We began by talking about my music degree and the specific modules I was taking this year. This was a lovely way to start the conversation as it allowed her to get a feel for my character without jumping straight in to the whole deal of: ‘what do you want to do with your life?’, ‘what motivates you?’ straightaway. The conversation then moved towards her, where she talked about what she did when she was my age. She told me about how she got on with her degree at UoB, what she got up to in the years after that, and how, interestingly, she underwent a period in which she felt the performing industry was not for her. On reflection, it was so valuable to gain that insight into the steps she took after she graduated, as it taught me that there is only so much you can plan for in terms of your career path. You must always expect the unexpected and be ready to take opportunities, which is especially crucial in this performing industry.

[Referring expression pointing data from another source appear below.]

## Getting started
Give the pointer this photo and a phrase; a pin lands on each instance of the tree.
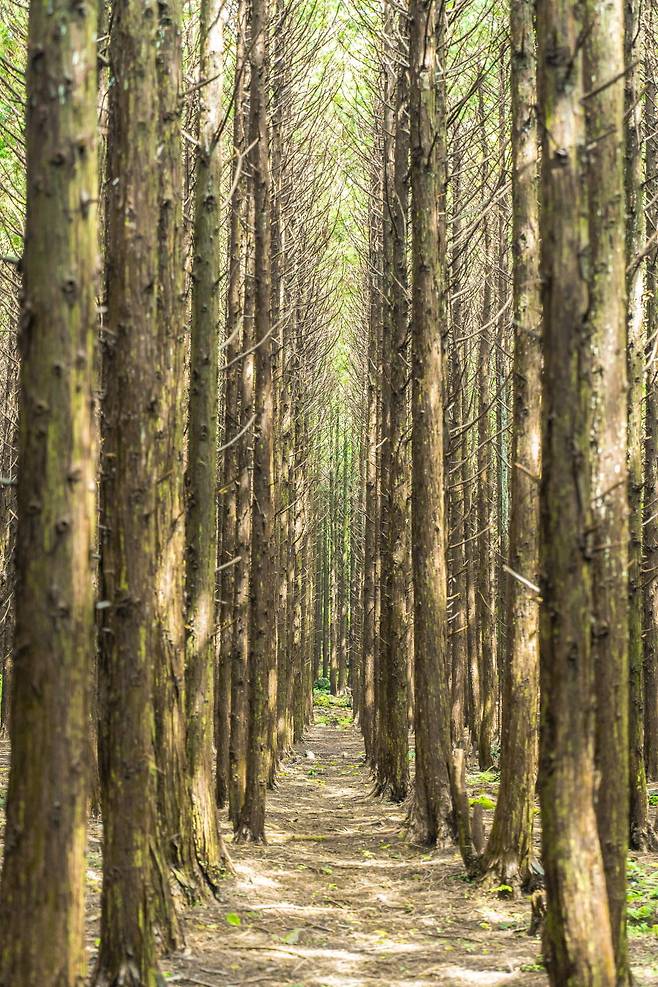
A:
(262, 664)
(579, 948)
(509, 849)
(603, 59)
(432, 808)
(135, 878)
(44, 861)
(203, 428)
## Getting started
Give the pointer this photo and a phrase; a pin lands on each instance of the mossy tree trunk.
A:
(509, 849)
(640, 828)
(262, 654)
(432, 807)
(44, 862)
(603, 59)
(203, 442)
(135, 877)
(174, 798)
(578, 940)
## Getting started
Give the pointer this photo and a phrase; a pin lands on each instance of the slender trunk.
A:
(509, 850)
(203, 439)
(44, 861)
(133, 391)
(231, 557)
(262, 655)
(432, 809)
(604, 58)
(640, 828)
(650, 586)
(579, 948)
(174, 797)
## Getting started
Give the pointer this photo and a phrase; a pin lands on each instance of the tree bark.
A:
(203, 441)
(579, 948)
(603, 59)
(44, 861)
(135, 877)
(432, 808)
(509, 849)
(262, 655)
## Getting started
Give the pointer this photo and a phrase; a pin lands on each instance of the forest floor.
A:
(340, 898)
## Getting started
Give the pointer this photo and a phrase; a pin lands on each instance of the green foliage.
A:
(484, 801)
(642, 898)
(324, 700)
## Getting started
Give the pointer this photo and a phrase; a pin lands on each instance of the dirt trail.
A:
(339, 898)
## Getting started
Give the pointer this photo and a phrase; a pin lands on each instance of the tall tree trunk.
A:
(134, 872)
(432, 809)
(485, 600)
(241, 631)
(232, 476)
(579, 949)
(174, 801)
(603, 59)
(262, 654)
(640, 829)
(393, 771)
(650, 584)
(509, 849)
(44, 862)
(203, 431)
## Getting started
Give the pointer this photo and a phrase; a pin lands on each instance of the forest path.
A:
(339, 898)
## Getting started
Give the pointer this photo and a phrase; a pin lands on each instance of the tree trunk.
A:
(509, 850)
(44, 862)
(650, 585)
(203, 432)
(432, 809)
(579, 949)
(135, 877)
(603, 59)
(174, 797)
(262, 655)
(640, 829)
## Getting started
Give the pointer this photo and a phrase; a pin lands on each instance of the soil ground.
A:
(340, 898)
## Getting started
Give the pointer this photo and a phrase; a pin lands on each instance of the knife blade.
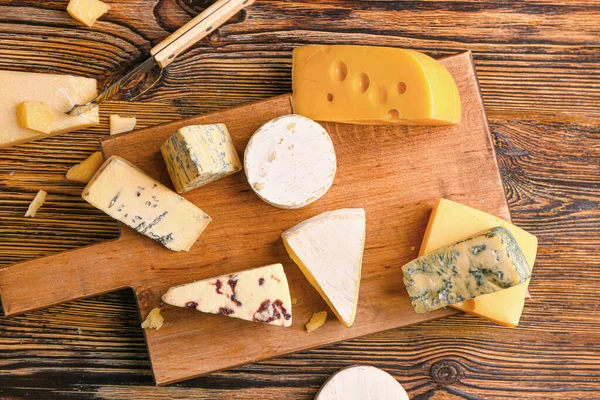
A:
(166, 51)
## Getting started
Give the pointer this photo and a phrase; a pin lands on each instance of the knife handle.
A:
(202, 25)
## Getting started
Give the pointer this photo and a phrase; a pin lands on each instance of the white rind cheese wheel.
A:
(290, 162)
(361, 382)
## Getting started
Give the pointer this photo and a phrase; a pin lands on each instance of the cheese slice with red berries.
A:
(257, 295)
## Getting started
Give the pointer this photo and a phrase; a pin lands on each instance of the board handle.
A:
(62, 277)
(202, 25)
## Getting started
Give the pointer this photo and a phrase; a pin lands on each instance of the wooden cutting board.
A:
(395, 173)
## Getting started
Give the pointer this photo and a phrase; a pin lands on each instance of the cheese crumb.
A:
(87, 11)
(120, 124)
(36, 115)
(35, 205)
(84, 171)
(317, 321)
(154, 320)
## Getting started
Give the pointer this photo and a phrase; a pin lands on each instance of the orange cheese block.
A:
(451, 222)
(373, 85)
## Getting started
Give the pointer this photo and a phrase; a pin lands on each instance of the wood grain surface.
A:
(539, 69)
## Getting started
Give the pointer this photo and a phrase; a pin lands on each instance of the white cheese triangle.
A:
(328, 249)
(258, 295)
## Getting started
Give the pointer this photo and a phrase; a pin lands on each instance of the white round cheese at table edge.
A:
(290, 162)
(361, 382)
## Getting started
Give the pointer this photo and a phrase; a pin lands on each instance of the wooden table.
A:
(539, 67)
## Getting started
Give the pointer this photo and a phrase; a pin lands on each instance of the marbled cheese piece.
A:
(451, 222)
(200, 154)
(290, 162)
(59, 92)
(486, 263)
(258, 295)
(127, 194)
(329, 249)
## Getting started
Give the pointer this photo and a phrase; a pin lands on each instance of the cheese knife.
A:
(166, 51)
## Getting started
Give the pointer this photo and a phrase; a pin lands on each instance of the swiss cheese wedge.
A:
(451, 222)
(329, 249)
(373, 85)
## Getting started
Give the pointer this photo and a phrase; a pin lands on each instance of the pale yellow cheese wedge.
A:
(35, 115)
(120, 124)
(59, 92)
(84, 171)
(451, 222)
(87, 11)
(38, 201)
(316, 321)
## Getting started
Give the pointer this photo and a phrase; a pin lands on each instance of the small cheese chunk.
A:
(329, 249)
(316, 321)
(258, 295)
(154, 320)
(35, 115)
(200, 154)
(120, 124)
(87, 11)
(486, 263)
(35, 205)
(84, 171)
(373, 85)
(449, 223)
(127, 194)
(59, 92)
(290, 162)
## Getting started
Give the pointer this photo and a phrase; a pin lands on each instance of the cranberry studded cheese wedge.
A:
(258, 295)
(329, 249)
(451, 222)
(373, 85)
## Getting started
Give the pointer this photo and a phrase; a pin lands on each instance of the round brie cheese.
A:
(290, 162)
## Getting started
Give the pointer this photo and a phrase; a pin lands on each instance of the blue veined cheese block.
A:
(200, 154)
(486, 263)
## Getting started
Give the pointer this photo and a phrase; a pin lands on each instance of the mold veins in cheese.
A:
(486, 263)
(127, 194)
(373, 85)
(199, 154)
(257, 295)
(451, 222)
(290, 162)
(329, 249)
(59, 92)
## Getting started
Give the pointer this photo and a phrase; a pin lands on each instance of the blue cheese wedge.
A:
(200, 154)
(257, 295)
(329, 249)
(127, 194)
(486, 263)
(290, 162)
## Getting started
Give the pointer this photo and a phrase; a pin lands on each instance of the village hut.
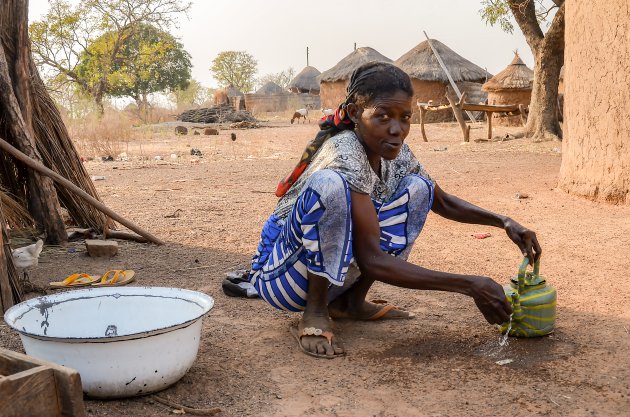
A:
(333, 83)
(513, 85)
(430, 82)
(306, 81)
(595, 151)
(268, 98)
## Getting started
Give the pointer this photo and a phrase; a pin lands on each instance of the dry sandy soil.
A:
(442, 363)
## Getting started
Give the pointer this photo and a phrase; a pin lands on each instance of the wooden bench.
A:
(36, 388)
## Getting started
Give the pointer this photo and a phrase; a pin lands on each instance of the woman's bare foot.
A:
(344, 308)
(314, 322)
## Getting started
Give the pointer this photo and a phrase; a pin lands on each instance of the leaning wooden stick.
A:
(6, 146)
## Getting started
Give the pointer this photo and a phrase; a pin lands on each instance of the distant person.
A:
(357, 197)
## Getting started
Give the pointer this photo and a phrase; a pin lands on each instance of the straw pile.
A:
(217, 114)
(307, 81)
(59, 154)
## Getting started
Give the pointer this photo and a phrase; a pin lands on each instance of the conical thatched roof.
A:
(421, 64)
(515, 77)
(269, 88)
(232, 91)
(344, 68)
(306, 81)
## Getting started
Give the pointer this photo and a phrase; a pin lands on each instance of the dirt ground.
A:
(442, 363)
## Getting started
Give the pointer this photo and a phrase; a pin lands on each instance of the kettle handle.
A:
(536, 267)
(521, 273)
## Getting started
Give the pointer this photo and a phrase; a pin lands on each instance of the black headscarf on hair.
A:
(331, 125)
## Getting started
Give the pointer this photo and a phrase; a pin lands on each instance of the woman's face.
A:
(383, 124)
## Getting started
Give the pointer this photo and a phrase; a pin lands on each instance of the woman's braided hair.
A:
(366, 83)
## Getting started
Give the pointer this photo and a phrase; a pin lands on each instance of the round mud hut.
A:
(306, 82)
(270, 88)
(333, 82)
(595, 151)
(430, 82)
(513, 85)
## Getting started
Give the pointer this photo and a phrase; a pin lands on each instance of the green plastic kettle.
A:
(533, 303)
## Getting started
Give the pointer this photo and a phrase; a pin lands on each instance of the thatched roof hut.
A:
(429, 80)
(333, 82)
(306, 81)
(269, 88)
(513, 85)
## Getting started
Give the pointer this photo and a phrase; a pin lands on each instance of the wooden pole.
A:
(448, 74)
(10, 289)
(457, 110)
(422, 113)
(522, 109)
(489, 117)
(5, 146)
(6, 297)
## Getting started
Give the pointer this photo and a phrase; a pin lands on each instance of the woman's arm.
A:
(488, 295)
(454, 208)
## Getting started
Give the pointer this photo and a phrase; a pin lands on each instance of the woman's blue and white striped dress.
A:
(316, 234)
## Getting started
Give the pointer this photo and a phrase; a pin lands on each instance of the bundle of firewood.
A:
(217, 114)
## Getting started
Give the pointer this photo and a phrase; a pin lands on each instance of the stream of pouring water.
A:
(503, 338)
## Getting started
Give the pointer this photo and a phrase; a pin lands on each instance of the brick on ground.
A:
(101, 248)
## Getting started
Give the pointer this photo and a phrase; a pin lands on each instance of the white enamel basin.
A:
(124, 341)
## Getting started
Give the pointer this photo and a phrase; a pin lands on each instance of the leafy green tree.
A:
(282, 78)
(148, 61)
(66, 32)
(236, 68)
(548, 50)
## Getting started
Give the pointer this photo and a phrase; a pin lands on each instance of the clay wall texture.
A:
(596, 145)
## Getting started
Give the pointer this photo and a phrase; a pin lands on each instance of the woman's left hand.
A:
(525, 239)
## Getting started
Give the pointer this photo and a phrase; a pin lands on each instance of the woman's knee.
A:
(328, 184)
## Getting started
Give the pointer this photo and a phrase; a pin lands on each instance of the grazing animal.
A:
(300, 113)
(27, 257)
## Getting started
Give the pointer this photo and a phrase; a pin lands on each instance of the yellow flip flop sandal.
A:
(75, 280)
(115, 278)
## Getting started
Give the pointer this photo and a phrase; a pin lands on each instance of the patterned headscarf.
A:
(331, 125)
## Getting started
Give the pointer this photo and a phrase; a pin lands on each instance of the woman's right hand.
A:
(490, 300)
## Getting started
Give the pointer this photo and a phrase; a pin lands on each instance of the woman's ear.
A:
(354, 112)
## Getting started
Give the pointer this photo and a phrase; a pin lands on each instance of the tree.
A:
(193, 95)
(65, 33)
(236, 68)
(548, 51)
(149, 61)
(31, 123)
(282, 78)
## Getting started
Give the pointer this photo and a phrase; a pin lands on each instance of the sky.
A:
(277, 32)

Following this, she began to offer some really helpful advice regarding the industry itself. She stressed the importance of staying true to yourself as a performer. Specifically, she advised me to hold on to my native Cheshire accent as she says it offers casting directors something different from the flurry of actors who naturally speak with received pronunciation. She also advised me to keep my cards close to my chest, as the industry is quick to label you which automatically limits your ability to find work; hence, it is always good to have something up your sleeve that you perhaps have not revealed before. This was all so refreshing to hear, as in my experience, you always perform better when you are not constantly looking to recreate a performance that you have seen from someone else, and relate it to yourself instead. The fact that Tamsin felt so strongly about this inspires me to always stay true to myself, and to not feel like I have to change for the industry.

Before Tamsin had to rush off to get in costume, she was able to offer further advice regarding performing through song, saying how it is vital that you let the character’s emotions drive the words you are singing, as opposed to just singing the words. Hearing an actor as successful as Tamsin stress the importance of carrying out this character work encourages me to put in these extra hours which will no doubt contribute to a better performance overall.

After the meeting I watched her in action at the Pinter Theatre – it is more than fair to say that I have a mentor who is greatly inspiring both off and on the stage!